Tenemos la mala costumbre de mirar hacia un costado y compararnos con lo que tiene el otro, que “siempre es mejor”.
– Mamá, soy la única de la clase que tiene cartuchera chiquita”.
– “Pá, todos tienen celular menos yo”.
– “¿Por qué no podemos ir de vacaciones a…?”.
– “Estoy harto de compartir el cuarto con mis hermanos”.

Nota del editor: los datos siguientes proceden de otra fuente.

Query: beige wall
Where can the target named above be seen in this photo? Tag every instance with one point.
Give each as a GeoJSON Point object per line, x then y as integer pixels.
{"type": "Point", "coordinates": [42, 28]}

Los reclamos de este tipo, que nos suenan conocidos, podrían extenderse durante horas y horas, e incluso van variando a lo largo de las distintas etapas. Las demandas no sólo están dirigidas a paliar la escasez de algunos bienes materiales que parecen imprescindibles, sino también a cuestionar situaciones de vida: por qué a mí siempre me va mal en el colegio, no tengo tantos amigos, la casa del otro es mejor… etcétera y etcétera. Pocas cosas desgastan más la convivencia que la queja continua y ésta, hay que aclararlo, no es prerrogativa de los chicos. Nosotros, los adultos, tenemos también muy a menudo la mirada puesta en lo que el otro tiene, en lo que el otro hace o cómo vive. Esa mirada se contagia a nuestros hijos y, así sin darnos cuenta, se va infiltrando en la familia una cultura del inconformismo.
Lo nuestro
Nadie dice que la realidad sea siempre fácil y a todos nos gustaría en algún momento poder cambiarla. El problema está en que, cuando estamos mirando siempre lo ajeno, nos perdemos en el camino la posibilidad de disfrutar y aprovechar lo nuestro. Tendemos a compararnos constantemente y el balance muchas veces nos deja insatisfechos. Y sí, el pasto del vecino siempre es más verde… ¿pero somos conscientes de cuántas energías se nos consumen en este ejercicio diario? Pensemos en cómo nos comunicamos, qué cosas expresamos ante nuestros hijos, en nuestra familia, ante nuestros amigos. ¡Cómo nos cuesta aceptar lo que nos toca vivir! Codiciamos la familia ajena, el trabajo ajeno, las vacaciones ajenas, el auto ajeno y hasta el cuerpo ajeno. La lista sigue y sigue, siempre encontramos algo que no tenemos y muchas veces, cuando nuestros hijos vienen con reclamos, nos sentimos en falta por no poder darles lo que piden. Otras veces hacemos sacrificios enormes para poder construir una realidad que no es la nuestra. Y eso sólo nos trae más infelicidad.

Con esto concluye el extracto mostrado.